Too little. Too late. Not nearly good enough.
The best way for musicology to engage with the public is just to:
- put things up
- let individual members decide if something is public vs. private (and let them change their minds later)
- let anyone use the public items (but giving proper credit)
- let members discuss every type of content
The content types include:
- teaching materials
- pieces of music
- film/TV/media items
- job postings
- paper calls
- general discussion
Yale University has a public humanities initiative. As one of its American Studies professors puts it: “Students have to invent their own jobs.” Similarly, a Yale historian says: “Historians have to get out and reach the broader public…the ultimate audience. … If academic historians don’t get involved, we have no right to complain about what we see at public historical sites.” A professor at another institution says: “I’m alarmed that there aren’t more people with strong history backgrounds actually doing public history.”
In a related vein, George Mason University has the Center for History and New Media, which has a Ph.D. program in digital history, dozens of IT professionals and developers, a number of original software tools, and over one hundred web-based projects with more than 16 million users annually.
“Public history” should certainly be expanded to include “public musicology” (public music history & culture, etc.). However, musicology presently exists almost exclusively within music departments, as one of a number of music sub-disciplines that focus mainly on “specialized knowledge” about classical music performance, music theory, and so on.

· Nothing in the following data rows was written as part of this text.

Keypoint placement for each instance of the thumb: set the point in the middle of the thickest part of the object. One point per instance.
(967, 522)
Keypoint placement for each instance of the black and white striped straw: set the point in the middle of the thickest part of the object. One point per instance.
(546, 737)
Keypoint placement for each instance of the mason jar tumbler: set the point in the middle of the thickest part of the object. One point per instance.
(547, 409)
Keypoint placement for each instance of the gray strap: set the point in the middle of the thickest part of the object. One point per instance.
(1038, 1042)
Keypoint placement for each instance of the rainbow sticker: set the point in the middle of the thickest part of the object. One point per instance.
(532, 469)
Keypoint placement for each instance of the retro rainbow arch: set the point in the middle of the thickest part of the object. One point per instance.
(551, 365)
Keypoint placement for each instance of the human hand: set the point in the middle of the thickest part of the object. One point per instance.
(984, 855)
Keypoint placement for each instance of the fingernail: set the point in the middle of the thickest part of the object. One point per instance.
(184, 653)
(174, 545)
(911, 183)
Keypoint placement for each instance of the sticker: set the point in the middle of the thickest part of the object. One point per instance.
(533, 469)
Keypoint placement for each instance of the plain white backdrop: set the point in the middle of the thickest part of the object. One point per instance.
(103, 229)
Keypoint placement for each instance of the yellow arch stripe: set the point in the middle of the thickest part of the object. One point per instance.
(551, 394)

Musicology thus almost never participates in such humanities’ contexts as Yale’s or even in what is arguably the ultimate public forum: the internet. However, it absolutely can and should!
The American Musicological Society’s brand-new professional development guide (188 pages) spends only two pages (i.e., that aren’t document samples) on the non-academic world, yet it exclusively seems to mean by that such contexts as museums. In addition, the document does not update the sample documents from the Harvard Arts & Sciences publication that it borrowed for this purpose. Those resumes and cover letter do not have anything to do with music or music graduate degrees, and they are also all nearly twenty years old.